Another point that should definitely be on the Israeli demand sheet, should be the penalty clauses normally found in contracts. Breaches need to carry a price, a high price. Dispute mechanisms need to be factored in to allow for swift arbitrationally binding decisions on allegations of breaches. this is as important as anything else that Israel receives, because simply put, the degree of confidence in the Palestinians to keep their word, given their factionalised existence, is fairly limited. It helps naught if the PA controls Rafah and the purse strings, and Hamas breaches the truce agreement by firing rockets again, or usurps power in Gaza again. It needs to be clearly understood that it is a one for all, all for one deal. Any breach, penalties kick in until the breach is remedied with punitive actions against whatever group has breached the truce conditions.
To throw a cat amongst the Palestinian pigeons, a demand for their proposed borders for their two state solution should be laid on the table within 12 months. This does not commit Israel to accepting the two state solution, but merely allows the Palestinians to present their proposals, bearing in mind they need to accept that Egyptian and Jordanian Peace Treaties borders are binding on Israel, an honorable signatory to both those agreements. Shift the monkey onto your opponents back. Make it clearly understood, not my circus, not my monkeys.

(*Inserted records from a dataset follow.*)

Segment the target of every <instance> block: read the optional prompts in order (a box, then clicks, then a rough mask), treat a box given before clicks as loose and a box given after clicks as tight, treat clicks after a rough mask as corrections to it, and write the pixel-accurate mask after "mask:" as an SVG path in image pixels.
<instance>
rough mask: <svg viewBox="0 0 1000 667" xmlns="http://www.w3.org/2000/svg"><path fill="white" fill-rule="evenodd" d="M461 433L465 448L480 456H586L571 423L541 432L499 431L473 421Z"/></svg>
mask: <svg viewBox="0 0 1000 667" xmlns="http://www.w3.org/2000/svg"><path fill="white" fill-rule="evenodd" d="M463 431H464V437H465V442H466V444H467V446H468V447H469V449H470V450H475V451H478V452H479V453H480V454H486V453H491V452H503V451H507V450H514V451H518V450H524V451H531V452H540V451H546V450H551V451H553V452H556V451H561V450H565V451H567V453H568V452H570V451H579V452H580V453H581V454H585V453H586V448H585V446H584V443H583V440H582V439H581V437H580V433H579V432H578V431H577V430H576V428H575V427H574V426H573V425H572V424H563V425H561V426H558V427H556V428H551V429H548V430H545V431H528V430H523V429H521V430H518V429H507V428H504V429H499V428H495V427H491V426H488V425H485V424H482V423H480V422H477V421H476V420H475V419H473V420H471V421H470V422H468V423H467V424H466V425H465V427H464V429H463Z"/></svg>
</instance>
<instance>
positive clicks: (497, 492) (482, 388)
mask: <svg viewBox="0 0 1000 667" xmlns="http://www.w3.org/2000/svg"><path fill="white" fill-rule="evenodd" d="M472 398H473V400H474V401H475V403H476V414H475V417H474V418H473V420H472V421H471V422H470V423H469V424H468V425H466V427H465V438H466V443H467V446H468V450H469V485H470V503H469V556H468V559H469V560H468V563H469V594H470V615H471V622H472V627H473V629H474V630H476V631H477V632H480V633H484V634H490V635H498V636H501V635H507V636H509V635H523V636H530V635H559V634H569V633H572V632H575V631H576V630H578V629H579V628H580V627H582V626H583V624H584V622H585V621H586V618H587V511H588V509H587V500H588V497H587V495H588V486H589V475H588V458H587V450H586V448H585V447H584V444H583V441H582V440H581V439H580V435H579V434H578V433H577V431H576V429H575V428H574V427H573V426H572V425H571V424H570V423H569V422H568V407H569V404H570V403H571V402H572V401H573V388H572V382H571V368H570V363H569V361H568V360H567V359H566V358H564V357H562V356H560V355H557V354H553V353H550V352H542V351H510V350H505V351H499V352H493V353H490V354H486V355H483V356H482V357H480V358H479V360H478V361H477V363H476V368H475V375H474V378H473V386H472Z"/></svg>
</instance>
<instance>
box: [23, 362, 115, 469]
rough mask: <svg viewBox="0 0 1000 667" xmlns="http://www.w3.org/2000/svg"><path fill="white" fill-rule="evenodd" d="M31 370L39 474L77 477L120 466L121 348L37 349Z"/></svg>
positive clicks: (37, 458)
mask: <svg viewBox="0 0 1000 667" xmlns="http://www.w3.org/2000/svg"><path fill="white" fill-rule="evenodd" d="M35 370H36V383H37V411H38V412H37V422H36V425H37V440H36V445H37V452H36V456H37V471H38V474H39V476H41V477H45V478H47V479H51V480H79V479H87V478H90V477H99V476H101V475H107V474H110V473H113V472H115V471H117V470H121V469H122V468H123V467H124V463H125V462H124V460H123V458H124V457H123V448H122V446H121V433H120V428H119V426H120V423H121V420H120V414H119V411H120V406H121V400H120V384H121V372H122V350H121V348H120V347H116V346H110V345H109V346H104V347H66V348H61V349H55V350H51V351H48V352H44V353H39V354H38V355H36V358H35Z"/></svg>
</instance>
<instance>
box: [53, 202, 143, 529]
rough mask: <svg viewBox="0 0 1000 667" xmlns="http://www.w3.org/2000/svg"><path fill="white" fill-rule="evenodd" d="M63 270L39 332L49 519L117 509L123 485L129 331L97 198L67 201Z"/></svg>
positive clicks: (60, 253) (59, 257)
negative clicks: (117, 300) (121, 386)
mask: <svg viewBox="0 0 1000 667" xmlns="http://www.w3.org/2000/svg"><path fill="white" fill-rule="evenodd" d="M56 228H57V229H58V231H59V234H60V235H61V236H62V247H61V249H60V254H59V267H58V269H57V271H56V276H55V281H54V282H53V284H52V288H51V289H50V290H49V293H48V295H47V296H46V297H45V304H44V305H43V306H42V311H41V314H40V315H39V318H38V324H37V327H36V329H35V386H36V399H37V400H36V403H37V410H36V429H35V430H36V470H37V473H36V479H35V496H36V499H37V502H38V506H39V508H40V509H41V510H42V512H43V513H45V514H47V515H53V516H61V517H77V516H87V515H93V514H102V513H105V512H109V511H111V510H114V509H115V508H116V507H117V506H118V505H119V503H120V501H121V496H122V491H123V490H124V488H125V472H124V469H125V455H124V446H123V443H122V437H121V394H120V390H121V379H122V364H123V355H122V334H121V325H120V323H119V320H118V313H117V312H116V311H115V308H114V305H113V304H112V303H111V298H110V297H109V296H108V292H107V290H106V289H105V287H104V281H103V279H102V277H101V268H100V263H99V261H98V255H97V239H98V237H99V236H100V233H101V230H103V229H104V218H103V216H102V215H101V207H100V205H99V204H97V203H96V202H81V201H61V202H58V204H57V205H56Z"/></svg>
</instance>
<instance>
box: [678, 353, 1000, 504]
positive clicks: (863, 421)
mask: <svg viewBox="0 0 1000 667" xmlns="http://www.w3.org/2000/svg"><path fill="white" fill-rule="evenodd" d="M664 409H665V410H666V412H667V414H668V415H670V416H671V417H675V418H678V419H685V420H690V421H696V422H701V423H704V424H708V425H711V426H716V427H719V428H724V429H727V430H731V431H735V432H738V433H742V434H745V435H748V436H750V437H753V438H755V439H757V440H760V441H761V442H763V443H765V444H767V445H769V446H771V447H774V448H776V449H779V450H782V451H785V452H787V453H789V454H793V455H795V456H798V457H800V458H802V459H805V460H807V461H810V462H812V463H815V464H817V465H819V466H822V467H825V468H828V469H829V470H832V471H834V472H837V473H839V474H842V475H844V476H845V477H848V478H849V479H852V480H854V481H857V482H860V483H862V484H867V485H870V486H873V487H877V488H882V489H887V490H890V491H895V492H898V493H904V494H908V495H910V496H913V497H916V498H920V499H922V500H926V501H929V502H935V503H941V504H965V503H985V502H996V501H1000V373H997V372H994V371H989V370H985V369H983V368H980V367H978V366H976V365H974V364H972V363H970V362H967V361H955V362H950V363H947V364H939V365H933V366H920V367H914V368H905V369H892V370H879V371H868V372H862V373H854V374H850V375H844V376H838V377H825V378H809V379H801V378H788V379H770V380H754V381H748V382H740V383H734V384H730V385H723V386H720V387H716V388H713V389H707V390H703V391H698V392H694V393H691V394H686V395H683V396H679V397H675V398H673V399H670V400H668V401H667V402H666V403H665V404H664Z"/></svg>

Much of what i have written above, I learned by closely following the 1992/1993 negotiations in South Africa, which saw a minority hand over control to its sworn enemies, and reading the various books written by the various players in that whole constitutional creation process. The philosophies embodied in that time, are still relevant today, seeking a smooth resolution of a long term problem, with a view to a long terms peace in the region.
In closing, I pray that HaShem spread his protection and grace across the people of Israel in the middle of this time of uncertainty, awaiting midnight Wednesday, hoping for a solution to end the terror.